Henny e Käthe sono legate da una profonda amicizia, entrambe diventano ostetriche e come molte donne di oggi ben presto si trovano a un bivio: in che cosa si mostrano emancipate e controcorrente?
Se penso a mia nonna e alle sue sorelle, Henny e Käthe non erano poi così controcorrente. Entrambe non mettono mai in dubbio la loro professione, quella per la quale hanno fatto tanti sacrifici. Henny, involontariamente, inciampa presto nel ruolo di madre ma trova sostegno nella sua famiglia: grazie all’aiuto della madre Elsa e della suocera Lina, riesce a coniugare lavoro e famiglia. Käthe dal canto suo è innamorata di Rudi ma non vuole piegarsi alle convenzioni e non vuole sposarsi. È molto autodeterminata ma il corso del tempo semina grossi macigni sul suo cammino. Ancora oggi, coniugare famiglia e lavoro, rimane una grande prova di forza. Lo vedo guardando mia figlia e le sue amiche: per una mamma lasciare il bambino piccolo all’asilo non è semplice, ma a nessuna giovane donna di oggi viene il dubbio di essere una madre snaturata.
Con forza emerge anche il conflitto generazionale…

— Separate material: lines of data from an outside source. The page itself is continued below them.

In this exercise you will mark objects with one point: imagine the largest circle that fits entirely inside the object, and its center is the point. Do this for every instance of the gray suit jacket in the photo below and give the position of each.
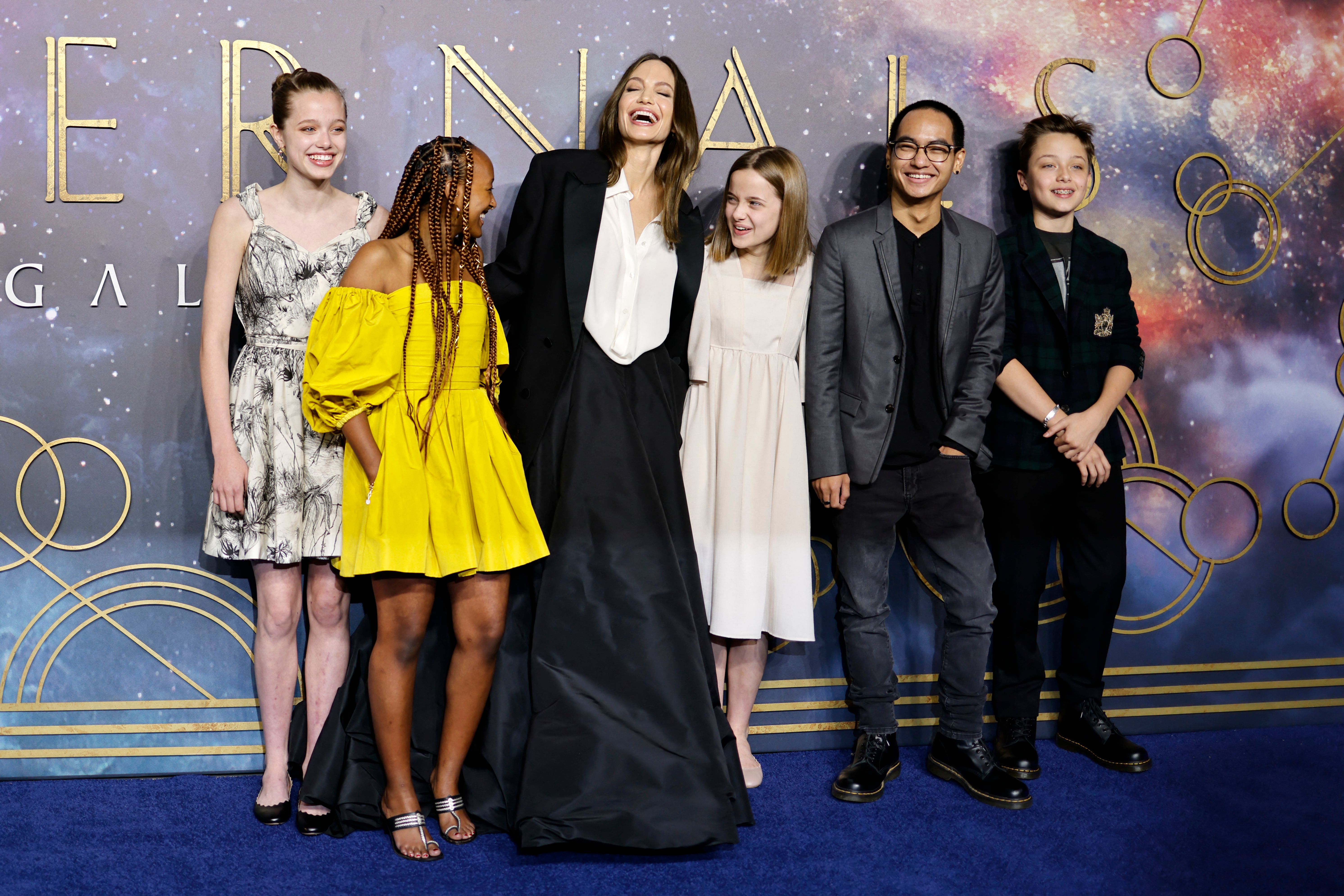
(857, 340)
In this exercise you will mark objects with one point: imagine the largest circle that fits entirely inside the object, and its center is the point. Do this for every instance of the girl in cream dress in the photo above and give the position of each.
(744, 453)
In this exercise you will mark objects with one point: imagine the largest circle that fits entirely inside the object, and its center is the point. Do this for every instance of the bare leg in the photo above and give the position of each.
(327, 653)
(479, 608)
(721, 662)
(404, 608)
(747, 667)
(276, 667)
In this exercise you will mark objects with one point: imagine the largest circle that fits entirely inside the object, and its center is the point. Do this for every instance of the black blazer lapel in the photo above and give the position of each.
(690, 261)
(1037, 264)
(583, 220)
(890, 264)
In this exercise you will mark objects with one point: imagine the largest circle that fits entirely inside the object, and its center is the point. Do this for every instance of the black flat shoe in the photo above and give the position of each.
(310, 824)
(968, 764)
(877, 760)
(411, 820)
(450, 807)
(1015, 747)
(277, 815)
(1087, 730)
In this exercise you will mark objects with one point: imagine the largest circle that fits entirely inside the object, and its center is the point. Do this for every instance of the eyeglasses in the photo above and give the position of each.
(908, 150)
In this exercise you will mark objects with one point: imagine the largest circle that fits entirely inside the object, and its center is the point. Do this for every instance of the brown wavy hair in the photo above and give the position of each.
(792, 244)
(681, 152)
(439, 175)
(288, 85)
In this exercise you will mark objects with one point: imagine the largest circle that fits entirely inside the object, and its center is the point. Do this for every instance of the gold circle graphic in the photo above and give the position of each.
(1260, 519)
(1199, 54)
(1335, 510)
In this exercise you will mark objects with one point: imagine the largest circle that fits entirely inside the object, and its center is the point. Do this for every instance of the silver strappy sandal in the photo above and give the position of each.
(450, 807)
(412, 820)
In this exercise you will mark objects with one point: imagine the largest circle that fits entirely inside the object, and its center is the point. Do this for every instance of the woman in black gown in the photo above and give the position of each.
(604, 725)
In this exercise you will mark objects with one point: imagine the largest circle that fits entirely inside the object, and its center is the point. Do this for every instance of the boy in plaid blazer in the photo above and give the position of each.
(1072, 350)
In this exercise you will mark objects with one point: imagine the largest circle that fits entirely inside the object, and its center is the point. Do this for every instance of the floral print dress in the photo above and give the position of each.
(294, 492)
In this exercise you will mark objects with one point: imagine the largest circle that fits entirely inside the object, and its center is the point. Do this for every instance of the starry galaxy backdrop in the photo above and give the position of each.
(1241, 381)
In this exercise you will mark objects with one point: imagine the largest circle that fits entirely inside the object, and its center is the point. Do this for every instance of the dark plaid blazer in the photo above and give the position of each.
(1068, 352)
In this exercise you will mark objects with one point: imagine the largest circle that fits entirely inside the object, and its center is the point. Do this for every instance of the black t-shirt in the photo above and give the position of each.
(1058, 246)
(920, 418)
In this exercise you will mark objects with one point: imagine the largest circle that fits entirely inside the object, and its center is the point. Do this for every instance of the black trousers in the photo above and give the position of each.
(935, 504)
(1026, 511)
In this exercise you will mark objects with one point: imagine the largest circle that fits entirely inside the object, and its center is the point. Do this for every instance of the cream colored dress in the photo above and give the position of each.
(744, 453)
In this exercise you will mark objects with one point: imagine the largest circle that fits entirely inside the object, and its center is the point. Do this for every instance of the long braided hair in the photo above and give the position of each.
(439, 175)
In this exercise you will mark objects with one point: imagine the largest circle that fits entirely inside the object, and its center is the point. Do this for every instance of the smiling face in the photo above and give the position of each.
(483, 193)
(1058, 175)
(752, 207)
(314, 138)
(646, 107)
(917, 179)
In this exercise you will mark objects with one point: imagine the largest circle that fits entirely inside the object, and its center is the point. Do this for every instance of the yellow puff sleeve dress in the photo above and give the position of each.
(463, 506)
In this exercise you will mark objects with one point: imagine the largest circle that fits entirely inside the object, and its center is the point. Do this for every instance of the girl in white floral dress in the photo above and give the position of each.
(277, 485)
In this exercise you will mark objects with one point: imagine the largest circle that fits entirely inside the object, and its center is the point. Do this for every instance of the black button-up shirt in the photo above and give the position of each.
(920, 418)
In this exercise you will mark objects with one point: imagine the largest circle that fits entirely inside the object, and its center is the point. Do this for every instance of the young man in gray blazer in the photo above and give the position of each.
(905, 332)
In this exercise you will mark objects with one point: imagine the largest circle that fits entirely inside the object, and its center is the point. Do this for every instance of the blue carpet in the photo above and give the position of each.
(1232, 812)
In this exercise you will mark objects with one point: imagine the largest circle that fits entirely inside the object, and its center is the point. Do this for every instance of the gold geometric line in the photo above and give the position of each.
(118, 706)
(152, 729)
(104, 574)
(42, 683)
(1054, 717)
(1183, 610)
(1050, 674)
(101, 615)
(1170, 555)
(56, 625)
(79, 753)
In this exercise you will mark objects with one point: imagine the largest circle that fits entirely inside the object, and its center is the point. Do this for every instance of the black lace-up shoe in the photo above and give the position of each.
(1015, 747)
(1087, 730)
(971, 765)
(877, 760)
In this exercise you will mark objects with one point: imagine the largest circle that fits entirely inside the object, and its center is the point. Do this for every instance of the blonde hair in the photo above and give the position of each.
(792, 242)
(681, 152)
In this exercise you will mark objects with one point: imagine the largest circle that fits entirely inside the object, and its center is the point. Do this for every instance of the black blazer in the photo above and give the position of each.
(541, 280)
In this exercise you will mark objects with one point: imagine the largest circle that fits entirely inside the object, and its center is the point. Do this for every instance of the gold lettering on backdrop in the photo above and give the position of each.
(232, 100)
(1048, 108)
(507, 109)
(182, 289)
(738, 84)
(1189, 38)
(583, 99)
(9, 287)
(58, 123)
(896, 88)
(109, 272)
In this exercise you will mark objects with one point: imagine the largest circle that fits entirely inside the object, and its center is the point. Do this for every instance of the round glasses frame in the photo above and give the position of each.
(937, 154)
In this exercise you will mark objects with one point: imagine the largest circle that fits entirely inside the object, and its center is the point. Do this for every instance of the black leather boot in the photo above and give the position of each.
(971, 765)
(1085, 729)
(1015, 747)
(877, 760)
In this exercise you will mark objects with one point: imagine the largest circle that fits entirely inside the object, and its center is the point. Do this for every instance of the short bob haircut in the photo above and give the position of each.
(681, 152)
(792, 244)
(1057, 124)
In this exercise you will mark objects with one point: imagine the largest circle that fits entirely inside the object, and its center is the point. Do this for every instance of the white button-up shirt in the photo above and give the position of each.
(630, 300)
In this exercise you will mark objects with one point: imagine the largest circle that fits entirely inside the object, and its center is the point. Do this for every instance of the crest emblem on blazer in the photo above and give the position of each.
(1105, 322)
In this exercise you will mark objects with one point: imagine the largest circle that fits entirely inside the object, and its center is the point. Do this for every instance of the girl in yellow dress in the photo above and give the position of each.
(404, 359)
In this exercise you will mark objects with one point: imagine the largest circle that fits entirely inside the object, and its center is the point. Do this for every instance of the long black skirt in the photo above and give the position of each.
(604, 725)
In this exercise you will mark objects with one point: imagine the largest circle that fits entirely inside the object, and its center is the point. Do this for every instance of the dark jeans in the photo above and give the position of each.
(1025, 512)
(936, 503)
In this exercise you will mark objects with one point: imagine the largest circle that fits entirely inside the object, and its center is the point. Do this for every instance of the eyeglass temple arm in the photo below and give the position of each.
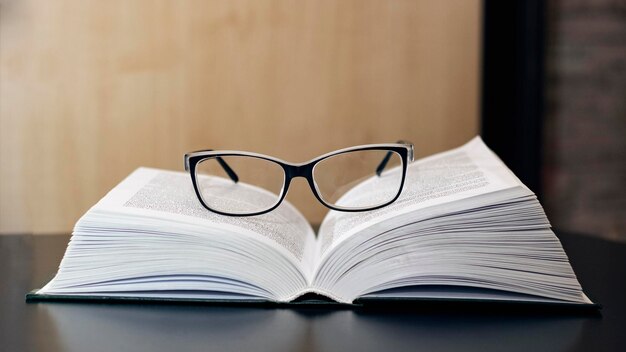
(229, 171)
(383, 163)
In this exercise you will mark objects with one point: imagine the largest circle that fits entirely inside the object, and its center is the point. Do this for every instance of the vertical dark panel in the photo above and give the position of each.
(512, 85)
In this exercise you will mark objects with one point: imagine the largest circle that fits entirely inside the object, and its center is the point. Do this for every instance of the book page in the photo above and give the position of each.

Elsa, la madre di Henny, è una donna dal carattere dominante ancora molto influenzata dall’immagine del mondo dell’età imperiale e questo la porta inevitabilmente a scontrarsi con Henny e ancor di più con la progressista Käthe. Anche la gerarchia all’interno della clinica crea frizioni, d’altra parte queste strutture conservative ci hanno perseguitate per molto tempo. Ma nemmeno spiriti liberi e generosi come il dottore Kurt Landmann erano rari negli anni Venti del secolo scorso. Credo, tuttavia, che nella trilogia, al di là dei conflitti generazionali, ad essere messe in luce siano le singole personalità femminili e i loro destini.
In passato è stata redattrice di importanti testate: è stato difficile farsi valere?
Ho avuto la fortuna di incontrare persone che mi hanno sempre sostenuta, uomini e donne, senza differenza di sorta. A Wolf Schneider, direttore della scuola di giornalismo di Gruner+Jahr e «Die Zeit» che ho frequentato ad Amburgo, interessavano il talento e la volontà di tradurlo in azioni concrete, non faceva distinzioni tra uomini e donne. Anche allo «Stern», che spesso e volentieri è stato definito un covo di squali, ho spesso ricevuto l’appoggio dei capi di redazione. E se oggi guardo con pessimismo alla professione giornalistica, non è certo per via dei ruoli di genere.
Il settimanale tedesco «Der Spiegel» ha dedicato un’edizione speciale a #Metoo, chiedendosi quanto sia moderna la Germania in fatto di donne e pari opportunità, crede di aver dato un contributo con questa trilogia? Alla domanda dello «Spiegel» cosa risponde?
Credo che qualsiasi libro, in cui si racconti di donne che osano percorrere la propria strada senza lasciarsi intimidire, possa contribuire al successo del movimento #Metoo. Credo, inoltre, che ogni donna abbia qualcosa da dire a riguardo. Se guardo al contesto nel quale mi muovo direi che la Germania è molto all’avanguardia e moderna. Ma io vivo in un ambito famigliare e di amicizie molto liberale e di sinistra e per di più ad Amburgo, la seconda più grande città del Paese. Sicuramente ci sono altri milieu, altri luoghi nei quali per una donna è più difficile decidere autonomamente della propria vita.